ASCII methods do not validate that the input is actually ASCII. Non-ASCII characters will produce incorrect output silently. Only use these methods when you are certain the string contains only ASCII characters.

UTFZ Strings (Compressed)

The UTFZ encoding compresses UTF-8 strings using the utfz-lib library.

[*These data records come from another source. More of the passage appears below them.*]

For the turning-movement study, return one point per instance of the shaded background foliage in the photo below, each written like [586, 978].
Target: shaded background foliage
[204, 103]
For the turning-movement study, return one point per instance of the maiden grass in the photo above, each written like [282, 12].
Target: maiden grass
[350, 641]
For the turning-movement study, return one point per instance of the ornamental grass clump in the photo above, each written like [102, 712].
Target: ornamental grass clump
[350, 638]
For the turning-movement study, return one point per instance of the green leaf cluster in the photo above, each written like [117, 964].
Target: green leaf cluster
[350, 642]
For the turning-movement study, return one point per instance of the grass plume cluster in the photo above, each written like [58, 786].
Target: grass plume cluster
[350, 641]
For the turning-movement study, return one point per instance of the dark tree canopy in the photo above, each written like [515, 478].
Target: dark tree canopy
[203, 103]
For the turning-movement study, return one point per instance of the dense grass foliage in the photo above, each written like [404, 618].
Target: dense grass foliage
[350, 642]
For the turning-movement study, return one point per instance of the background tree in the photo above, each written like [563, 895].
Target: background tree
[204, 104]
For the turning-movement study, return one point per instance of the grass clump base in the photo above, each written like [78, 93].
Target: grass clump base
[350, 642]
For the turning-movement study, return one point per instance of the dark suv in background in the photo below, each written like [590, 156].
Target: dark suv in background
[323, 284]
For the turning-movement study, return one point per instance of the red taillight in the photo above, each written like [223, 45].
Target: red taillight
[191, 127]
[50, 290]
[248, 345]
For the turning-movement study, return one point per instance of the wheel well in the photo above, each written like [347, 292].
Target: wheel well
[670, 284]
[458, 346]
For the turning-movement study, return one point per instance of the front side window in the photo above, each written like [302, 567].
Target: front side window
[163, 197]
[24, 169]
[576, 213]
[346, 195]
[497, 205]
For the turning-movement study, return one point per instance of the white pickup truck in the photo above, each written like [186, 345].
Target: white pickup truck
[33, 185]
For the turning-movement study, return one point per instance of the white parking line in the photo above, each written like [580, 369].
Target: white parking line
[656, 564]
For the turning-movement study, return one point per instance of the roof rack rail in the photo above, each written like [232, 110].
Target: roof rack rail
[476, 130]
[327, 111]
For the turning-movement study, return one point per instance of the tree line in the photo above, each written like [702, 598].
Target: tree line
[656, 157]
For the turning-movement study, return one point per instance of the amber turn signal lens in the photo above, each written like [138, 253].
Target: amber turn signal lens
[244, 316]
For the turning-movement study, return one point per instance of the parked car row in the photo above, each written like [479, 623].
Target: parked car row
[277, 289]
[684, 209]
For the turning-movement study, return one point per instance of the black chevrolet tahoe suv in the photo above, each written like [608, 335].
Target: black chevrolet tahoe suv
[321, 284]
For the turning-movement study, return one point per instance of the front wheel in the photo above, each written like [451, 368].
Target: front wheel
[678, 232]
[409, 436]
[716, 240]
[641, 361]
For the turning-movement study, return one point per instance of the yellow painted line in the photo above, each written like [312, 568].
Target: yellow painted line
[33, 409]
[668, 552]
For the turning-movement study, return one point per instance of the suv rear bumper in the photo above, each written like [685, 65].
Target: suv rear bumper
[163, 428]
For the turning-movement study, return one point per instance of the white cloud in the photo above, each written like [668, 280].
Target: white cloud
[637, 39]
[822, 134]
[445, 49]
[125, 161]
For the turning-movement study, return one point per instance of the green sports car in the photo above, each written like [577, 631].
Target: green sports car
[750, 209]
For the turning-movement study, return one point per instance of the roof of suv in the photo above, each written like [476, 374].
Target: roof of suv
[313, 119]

It's particularly effective for short multilingual strings:

const sia = new Sia();

sia.addUtfz("Hello, UTFZ!");
sia.addUtfz("Grüße");

UTFZ uses an 8-bit length prefix for the compressed byte count, so the compressed output must fit within 255 bytes.

Choosing the Right String Method

MethodEncodingMax LengthBest For
addString8UTF-8255 bytesMost strings (names, labels)
addString16UTF-865,535 bytesLonger text (descriptions, bodies)
addString32UTF-8~4 GBVery large text content
addString64UTF-82^53 - 1Extremely large content
addAsciiNASCIIFixedFixed-width ASCII fields
addAscii8ASCII255 charsKnown-ASCII, performance-critical
addAscii16ASCII65,535 charsLonger ASCII strings
addAscii32ASCII~4 billionLarge ASCII payloads
addUtfzUTFZ255 bytesShort multilingual strings

Byte Arrays

Raw byte data follows the same length-prefix pattern as strings:

With Length Prefix
const sia = new Sia();
const payload = new Uint8Array([0x01, 0x02, 0x03]);

sia.addByteArray8(payload); // 8-bit length prefix (max 255 bytes)
sia.addByteArray16(payload); // 16-bit length prefix (max 65,535 bytes)
sia.addByteArray32(payload); // 32-bit length prefix (max ~4 GB)
sia.addByteArray64(payload); // 64-bit length prefix (max 2^53 - 1)
Without Length Prefix
const sia = new Sia();
const fixedData = new Uint8Array([0xff, 0xfe, 0xfd]);

// Write raw bytes with no length prefix
// The reader must know the exact length
sia.addByteArrayN(fixedData);

Each addByteArray* method writes the length prefix first, then the raw bytes:

addByteArray8(bytes: Uint8Array): Sia {
  return this.addUInt8(bytes.length).addByteArrayN(bytes);
}

Arrays

Sia provides generic array methods that accept custom serializer functions. This lets you encode arrays of any type.

Basic Array Serialization

const sia = new Sia();

const scores = [100, 200, 300, 400, 500];

// Write array with 8-bit length prefix (max 255 items)
sia.addArray8(scores, (s, score) => s.addUInt16(score));

Complex Object Arrays

Define a serializer function for structured data:

interface Player {
  name: string;
  score: number;
  alive: boolean;
}

function writePlayer(sia: Sia, player: Player): void {
  sia.addString8(player.name).addUInt32(player.score).addBool(player.alive);
}

const sia = new Sia();
const players: Player[] = [
  { name: "Alice", score: 1500, alive: true },
  { name: "Bob", score: 900, alive: false },
];

sia.addArray8(players, writePlayer);

Array Method Variants

MethodMax ItemsLength Prefix
addArray82551 byte
addArray1665,5352 bytes
addArray32~4 billion4 bytes
addArray642^53 - 18 bytes

How It Works

addArray8<T>(arr: T[], fn: (s: Sia, item: T) => void): Sia {
  this.addUInt8(arr.length);
  arr.forEach((item) => fn(this, item));
  return this;
}

The method writes the array length as a prefix, then iterates over each item, calling your serializer function. The Sia instance is passed as the first argument, so your function can chain further writes.

Embedding Data

embedSia: Embed Another Sia Instance

Embed the serialized content of one Sia instance into another:

const header = new Sia();
header.addUInt8(1).addUInt16(42);

const body = new Sia();
body.addString8("payload data");

const packet = new Sia();
packet.embedSia(header).embedSia(body);

This copies the bytes from offset 0 to the current offset of the source Sia into the target.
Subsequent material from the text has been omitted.